- Royal Signals Cap Badge
- Active: 1967-2010
- Country: United Kingdom
- Branch: Territorial Army
- Type: Royal Corps of Signals
- Role: National Communications Regional ICP Support
- Size: 3 Squadrons
- Part of: 2 (National Communications) Signal Brigade 38 (Irish) Brigade
- Motto(s): Certa Cito (“Swift and Sure”)
- Colours: Sky Blue, Navy and Green (Air, Sea and Land)
- March: Quick - Begone Dull Care Slow - HRH (Princess Royal)
- Mascot(s): Mercury (“Jimmy”)

Commanders
- Colonel in Chief: The Princess Royal
- Honorary Colonel: Lord Rogan

Insignia

= 40th (Ulster) Signal Regiment =

40 (Ulster) Signal Regiment (Volunteers) was a Territorial Army regiment in the Royal Corps of Signals in the British Army.

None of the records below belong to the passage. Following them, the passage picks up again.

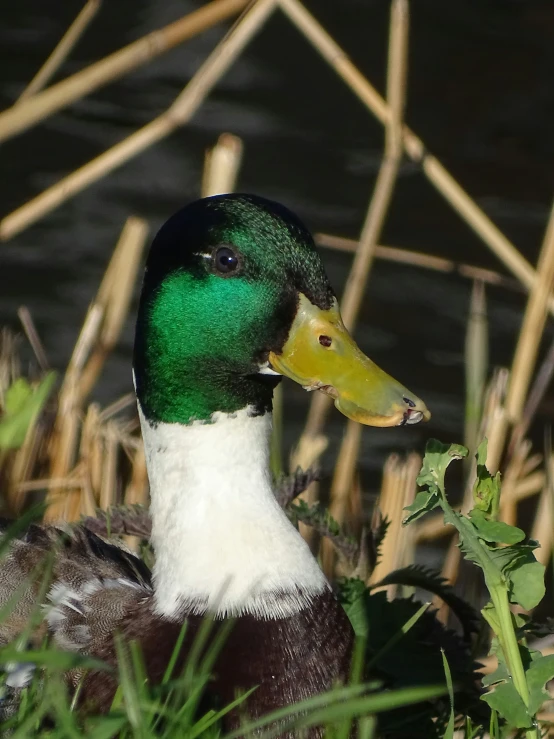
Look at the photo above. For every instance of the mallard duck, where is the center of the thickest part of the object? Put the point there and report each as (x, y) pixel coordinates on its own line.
(234, 298)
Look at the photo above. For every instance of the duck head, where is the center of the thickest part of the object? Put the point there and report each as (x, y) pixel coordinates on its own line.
(234, 297)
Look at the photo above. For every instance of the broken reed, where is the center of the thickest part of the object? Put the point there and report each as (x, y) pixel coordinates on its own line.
(87, 458)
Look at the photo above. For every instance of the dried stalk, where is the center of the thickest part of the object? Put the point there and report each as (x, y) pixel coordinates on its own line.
(221, 165)
(100, 331)
(363, 259)
(510, 479)
(26, 114)
(532, 327)
(180, 112)
(33, 338)
(538, 390)
(420, 259)
(66, 429)
(397, 491)
(114, 297)
(493, 426)
(341, 487)
(63, 49)
(476, 362)
(435, 172)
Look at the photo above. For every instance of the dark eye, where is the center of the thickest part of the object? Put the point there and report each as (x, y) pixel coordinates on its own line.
(225, 260)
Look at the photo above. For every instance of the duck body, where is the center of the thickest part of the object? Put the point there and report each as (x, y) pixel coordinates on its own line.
(100, 589)
(234, 296)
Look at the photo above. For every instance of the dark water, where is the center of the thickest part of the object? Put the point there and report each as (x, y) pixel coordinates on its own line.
(481, 95)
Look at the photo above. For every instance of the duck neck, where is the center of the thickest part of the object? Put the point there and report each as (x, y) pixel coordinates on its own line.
(222, 542)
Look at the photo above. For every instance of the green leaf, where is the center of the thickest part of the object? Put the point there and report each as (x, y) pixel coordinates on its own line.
(495, 531)
(449, 733)
(352, 592)
(507, 701)
(538, 674)
(22, 404)
(418, 576)
(424, 502)
(435, 463)
(527, 584)
(486, 490)
(481, 454)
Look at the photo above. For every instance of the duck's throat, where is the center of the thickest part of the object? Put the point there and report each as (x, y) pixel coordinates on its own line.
(222, 543)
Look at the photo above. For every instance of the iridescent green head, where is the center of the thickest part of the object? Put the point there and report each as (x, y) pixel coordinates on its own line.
(235, 294)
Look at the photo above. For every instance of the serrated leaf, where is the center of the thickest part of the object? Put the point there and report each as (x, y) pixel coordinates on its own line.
(538, 674)
(435, 463)
(425, 501)
(419, 576)
(22, 404)
(495, 531)
(507, 701)
(527, 584)
(500, 675)
(352, 592)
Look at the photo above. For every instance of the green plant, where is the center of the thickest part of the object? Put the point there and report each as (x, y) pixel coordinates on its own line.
(512, 576)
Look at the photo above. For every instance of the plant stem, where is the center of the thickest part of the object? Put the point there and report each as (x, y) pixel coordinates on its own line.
(510, 647)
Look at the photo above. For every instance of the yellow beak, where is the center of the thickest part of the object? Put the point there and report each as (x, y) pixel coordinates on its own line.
(320, 354)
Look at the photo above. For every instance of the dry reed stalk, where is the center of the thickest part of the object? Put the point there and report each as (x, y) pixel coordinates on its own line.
(397, 491)
(114, 297)
(529, 486)
(63, 49)
(476, 363)
(100, 331)
(222, 165)
(538, 390)
(435, 172)
(137, 491)
(420, 259)
(22, 116)
(33, 338)
(341, 488)
(109, 486)
(532, 327)
(363, 258)
(543, 526)
(510, 478)
(63, 445)
(180, 112)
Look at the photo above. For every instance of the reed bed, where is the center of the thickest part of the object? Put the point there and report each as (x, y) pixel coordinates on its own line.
(85, 460)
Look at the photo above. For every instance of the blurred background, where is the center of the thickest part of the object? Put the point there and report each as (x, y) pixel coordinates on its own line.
(480, 95)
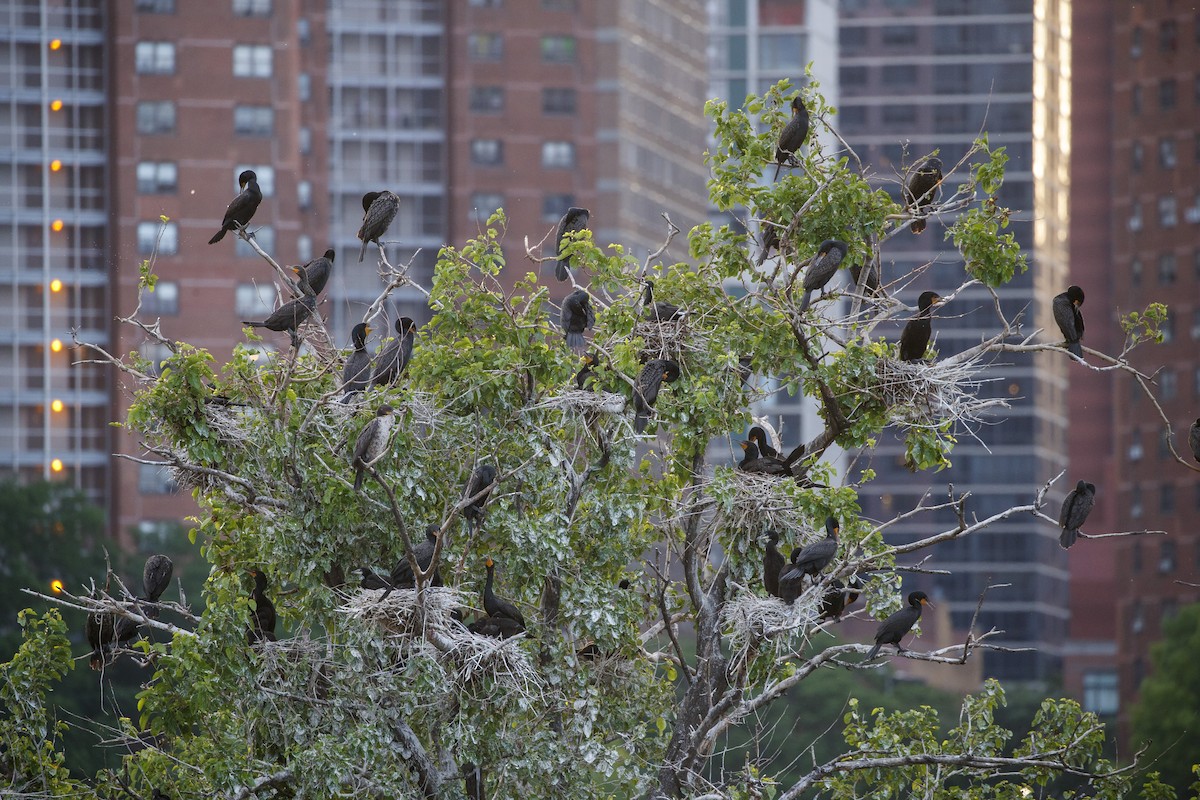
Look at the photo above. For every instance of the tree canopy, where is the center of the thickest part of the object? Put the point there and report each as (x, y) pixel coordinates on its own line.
(635, 560)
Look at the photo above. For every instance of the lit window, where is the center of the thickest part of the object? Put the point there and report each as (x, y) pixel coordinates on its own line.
(163, 300)
(253, 300)
(486, 151)
(557, 155)
(253, 120)
(157, 176)
(154, 58)
(485, 47)
(558, 49)
(149, 238)
(483, 205)
(558, 101)
(252, 7)
(252, 60)
(156, 116)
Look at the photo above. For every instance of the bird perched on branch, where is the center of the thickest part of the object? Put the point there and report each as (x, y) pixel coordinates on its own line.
(922, 191)
(915, 337)
(481, 479)
(576, 318)
(822, 268)
(291, 314)
(357, 372)
(262, 618)
(378, 210)
(659, 312)
(792, 137)
(646, 389)
(574, 221)
(897, 626)
(317, 271)
(394, 358)
(1075, 507)
(241, 209)
(371, 444)
(1069, 318)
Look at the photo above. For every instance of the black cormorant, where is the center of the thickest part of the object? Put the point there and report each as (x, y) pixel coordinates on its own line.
(1075, 507)
(922, 191)
(1069, 318)
(895, 627)
(378, 210)
(241, 209)
(822, 268)
(371, 444)
(915, 337)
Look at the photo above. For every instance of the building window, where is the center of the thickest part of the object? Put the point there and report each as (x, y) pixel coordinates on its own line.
(1168, 212)
(155, 58)
(485, 47)
(265, 239)
(1167, 94)
(155, 480)
(163, 300)
(1101, 695)
(558, 101)
(487, 100)
(483, 205)
(487, 152)
(252, 7)
(253, 300)
(157, 176)
(558, 49)
(1167, 154)
(253, 120)
(553, 206)
(149, 238)
(252, 61)
(557, 155)
(1167, 270)
(156, 116)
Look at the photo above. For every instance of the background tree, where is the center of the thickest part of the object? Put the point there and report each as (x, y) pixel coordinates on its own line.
(599, 697)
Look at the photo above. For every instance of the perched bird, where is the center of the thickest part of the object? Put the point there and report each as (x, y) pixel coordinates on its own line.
(357, 372)
(317, 271)
(822, 268)
(895, 626)
(576, 318)
(646, 389)
(915, 337)
(817, 555)
(498, 606)
(262, 618)
(759, 437)
(371, 444)
(291, 314)
(378, 210)
(480, 479)
(394, 358)
(1075, 507)
(922, 191)
(402, 576)
(241, 209)
(1069, 318)
(574, 221)
(773, 563)
(660, 312)
(792, 137)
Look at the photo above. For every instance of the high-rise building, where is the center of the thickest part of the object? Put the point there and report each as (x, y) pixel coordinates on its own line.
(924, 76)
(129, 122)
(1155, 218)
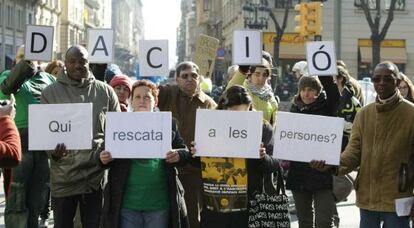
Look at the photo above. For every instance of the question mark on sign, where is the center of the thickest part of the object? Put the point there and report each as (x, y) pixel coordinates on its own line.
(333, 136)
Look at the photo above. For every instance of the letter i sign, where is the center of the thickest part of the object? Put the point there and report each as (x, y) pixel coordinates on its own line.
(321, 58)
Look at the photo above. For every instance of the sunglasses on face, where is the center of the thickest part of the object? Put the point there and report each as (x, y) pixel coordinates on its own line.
(386, 79)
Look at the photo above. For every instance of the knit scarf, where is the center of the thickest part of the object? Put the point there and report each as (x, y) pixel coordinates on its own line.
(265, 93)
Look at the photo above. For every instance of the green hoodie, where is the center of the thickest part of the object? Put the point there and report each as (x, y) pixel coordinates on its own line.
(80, 171)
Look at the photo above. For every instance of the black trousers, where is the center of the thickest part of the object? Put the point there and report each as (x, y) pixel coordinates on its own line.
(90, 205)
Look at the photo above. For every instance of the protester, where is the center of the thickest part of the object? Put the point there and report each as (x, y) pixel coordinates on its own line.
(76, 175)
(183, 100)
(144, 192)
(259, 89)
(10, 147)
(26, 81)
(250, 175)
(381, 145)
(54, 67)
(122, 87)
(311, 189)
(406, 88)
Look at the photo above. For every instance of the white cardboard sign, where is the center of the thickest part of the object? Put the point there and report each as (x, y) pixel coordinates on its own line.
(50, 124)
(321, 58)
(305, 137)
(100, 45)
(138, 134)
(222, 133)
(247, 47)
(153, 58)
(39, 43)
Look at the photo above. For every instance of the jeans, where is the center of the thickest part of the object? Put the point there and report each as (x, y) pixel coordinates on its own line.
(90, 205)
(144, 219)
(373, 219)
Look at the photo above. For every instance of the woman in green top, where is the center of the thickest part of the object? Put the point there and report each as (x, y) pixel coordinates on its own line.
(145, 192)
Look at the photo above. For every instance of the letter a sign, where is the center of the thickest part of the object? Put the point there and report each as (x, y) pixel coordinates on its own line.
(100, 45)
(153, 57)
(321, 58)
(39, 43)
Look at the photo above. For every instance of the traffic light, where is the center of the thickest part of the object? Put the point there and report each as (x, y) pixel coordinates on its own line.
(309, 18)
(314, 16)
(301, 18)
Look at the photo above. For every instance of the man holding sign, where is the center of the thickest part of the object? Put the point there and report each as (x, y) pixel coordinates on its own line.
(27, 82)
(76, 175)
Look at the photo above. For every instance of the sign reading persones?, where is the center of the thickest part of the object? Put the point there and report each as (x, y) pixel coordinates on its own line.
(321, 58)
(304, 137)
(100, 45)
(153, 58)
(205, 55)
(50, 124)
(222, 133)
(138, 134)
(38, 43)
(247, 47)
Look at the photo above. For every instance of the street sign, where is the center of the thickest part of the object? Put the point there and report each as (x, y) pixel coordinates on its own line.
(321, 58)
(247, 47)
(153, 58)
(100, 45)
(39, 43)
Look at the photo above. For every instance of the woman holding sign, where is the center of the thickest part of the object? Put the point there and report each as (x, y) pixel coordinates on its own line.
(223, 207)
(312, 188)
(145, 192)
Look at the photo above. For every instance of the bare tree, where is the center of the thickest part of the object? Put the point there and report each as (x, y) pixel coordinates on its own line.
(279, 33)
(377, 34)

The regiment formed part of 2 (National Communications) Signal Brigade, providing military communications for national operations. The regiment did not have an internal security role in Northern Ireland.

==History==
The Regiment was formed 1 April 1967 in Belfast by the amalgamation of 66 Signal Regiment (TA), 81 Signal Regiment (AER) and 302 Signal Squadron. Due to the reduction in Territorial Army Royal Signals units, as a result of the Strategic Review of Reserves, the regiment was disbanded on 31 March 2010. 66 Squadron and 69 Squadron were transferred to the command of 32 Signal Regiment.

==Structure==
The structure in 2010 was as follows:
- 66 (City of Belfast) Support Squadron at Clonaver Park, Belfast.
- 69 Signal Squadron at Belfast and Limavady.
- 85 (Ulster and Antrim Artillery) Signal Squadron at Lisburn.